Gore Vidal, dans sa préface, place son roman de 1948 sous le noble patronage de
Thomas Mann, et ce n'est pas un hasard si le romancier américain invoque l'autorité d'une des grandes figures de la littérature européenne. Son livre, en effet, emprunte la forme classique du roman de formation, mais en la transformant. Son héros passe de longues années de sa vie à garder et poursuivre le souvenir bienheureux d'un instant de grâce de son adolescence, et à chercher à retrouver le garçon qui l'a vécu avec lui, pour se rendre compte amèrement de son erreur à la fin. L'histoire se termine pour lui dans la lucidité douloureuse et le désenchantement, un peu comme dans les grands romans européens que nous connaissons, sauf que l'illusion n'a pas aliéné le personnage, mais l'a aidé à vivre, et que sa perte ne lui procure aucune paix.

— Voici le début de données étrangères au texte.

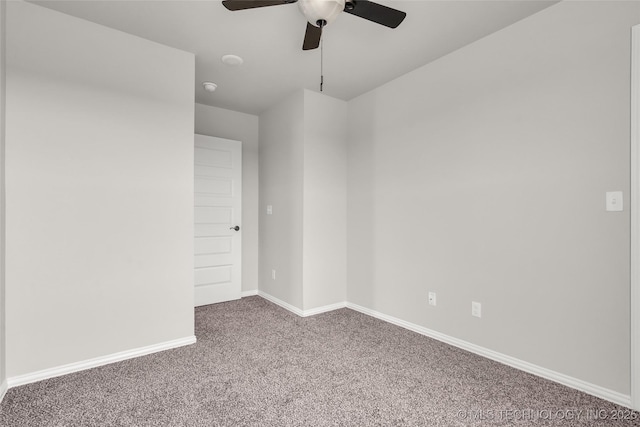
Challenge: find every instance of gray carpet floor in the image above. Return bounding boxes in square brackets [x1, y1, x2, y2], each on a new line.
[0, 297, 640, 427]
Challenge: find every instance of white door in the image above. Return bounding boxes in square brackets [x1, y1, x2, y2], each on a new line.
[194, 135, 242, 307]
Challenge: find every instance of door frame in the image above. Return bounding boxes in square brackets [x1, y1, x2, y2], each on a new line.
[630, 25, 640, 410]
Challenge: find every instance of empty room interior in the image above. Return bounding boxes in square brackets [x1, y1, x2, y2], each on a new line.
[0, 0, 640, 426]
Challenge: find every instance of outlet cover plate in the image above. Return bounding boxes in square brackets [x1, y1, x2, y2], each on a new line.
[429, 292, 436, 305]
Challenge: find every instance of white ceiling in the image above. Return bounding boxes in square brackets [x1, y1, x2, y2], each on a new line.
[28, 0, 555, 114]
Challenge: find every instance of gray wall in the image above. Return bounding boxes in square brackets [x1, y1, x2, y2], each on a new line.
[348, 2, 640, 395]
[259, 91, 304, 309]
[6, 2, 194, 378]
[260, 90, 347, 310]
[302, 90, 347, 310]
[195, 104, 259, 292]
[0, 1, 7, 398]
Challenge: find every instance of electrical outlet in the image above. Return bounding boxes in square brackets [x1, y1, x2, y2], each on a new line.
[429, 292, 436, 305]
[471, 301, 482, 317]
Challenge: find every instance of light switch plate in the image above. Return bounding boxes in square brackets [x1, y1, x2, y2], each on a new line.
[606, 191, 624, 212]
[471, 301, 482, 317]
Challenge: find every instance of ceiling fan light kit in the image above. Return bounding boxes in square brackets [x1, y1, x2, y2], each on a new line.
[222, 0, 407, 92]
[297, 0, 345, 27]
[222, 0, 407, 50]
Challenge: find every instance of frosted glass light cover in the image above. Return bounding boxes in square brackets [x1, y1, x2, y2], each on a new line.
[298, 0, 345, 27]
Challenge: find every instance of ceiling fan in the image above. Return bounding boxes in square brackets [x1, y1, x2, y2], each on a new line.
[222, 0, 407, 50]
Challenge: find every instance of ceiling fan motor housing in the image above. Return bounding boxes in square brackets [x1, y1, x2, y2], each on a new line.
[297, 0, 345, 27]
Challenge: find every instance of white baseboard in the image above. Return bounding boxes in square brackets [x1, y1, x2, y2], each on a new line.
[7, 335, 196, 388]
[0, 380, 9, 403]
[347, 303, 631, 407]
[302, 301, 347, 317]
[258, 291, 347, 317]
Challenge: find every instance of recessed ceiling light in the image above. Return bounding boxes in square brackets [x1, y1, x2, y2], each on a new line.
[222, 55, 244, 65]
[202, 82, 218, 92]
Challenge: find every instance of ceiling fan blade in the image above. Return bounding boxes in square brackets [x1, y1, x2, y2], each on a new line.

Ce qui change aussi par rapport aux grands modèles, c'est la sexualité du héros : son éducation sentimentale ne concerne pas les femmes, mais les hommes, et le livre a fait scandale quand il est paru, alors qu'il raconte sensiblement la même chose que
Flaubert ou
Balzac.
Proust, dans sa Recherche du Temps Perdu, l'avait bien montré en analysant impitoyablement le sentiment amoureux : peu importe, finalement, l'identité sexuelle des personnes aimées. Mais on n'en était pas là en 1948, ni peut-être aujourd'hui, en ce temps fécond en nouvelles étiquettes lucratives et sottes ("LGBT" etc). Vidal fait aussi figure de précurseur car les figures homosexuelles qu'il campe ne sont pas toutes conformes aux stéréotypes habituels : hommes futiles, efféminés, ridicules et tragiques. Il annonce la révolution esthétique américaine "gay" des années 60, qui marque l'appropriation, par des figures homosexuelles masculines, de la virilité la plus ostentatoire. Enfin, une des particularités de son roman, qui le rend inférieur aux grandes oeuvres européennes, est que le héros laisse passer de longues années sans jamais interroger ce moment de grâce qui lui sert d'Etoile Polaire, dont il croit garder précieusement le souvenir en lui, intact, hors du temps. Il désire revivre ce moment comme si le temps n'avait aucune prise sur lui, ni sur les autres. C'est pour le romancier une occasion d'écrire une fin brutale et dramatique, mais finalement moins subtile que dans les romans européens auxquels Vidal se réfère.
Proust et
Gide ont signalé que l'homosexualité masculine est un thème littéraire majeur, d'un riche potentiel esthétique, quelles que soient les conditions de vie réelle des personnes que la littérature représente. Enfin, ce roman à la troisième personne, non exempt d'humour et de satire, ne prêche pas et ne milite pas, ce qui est un gage de bonne qualité.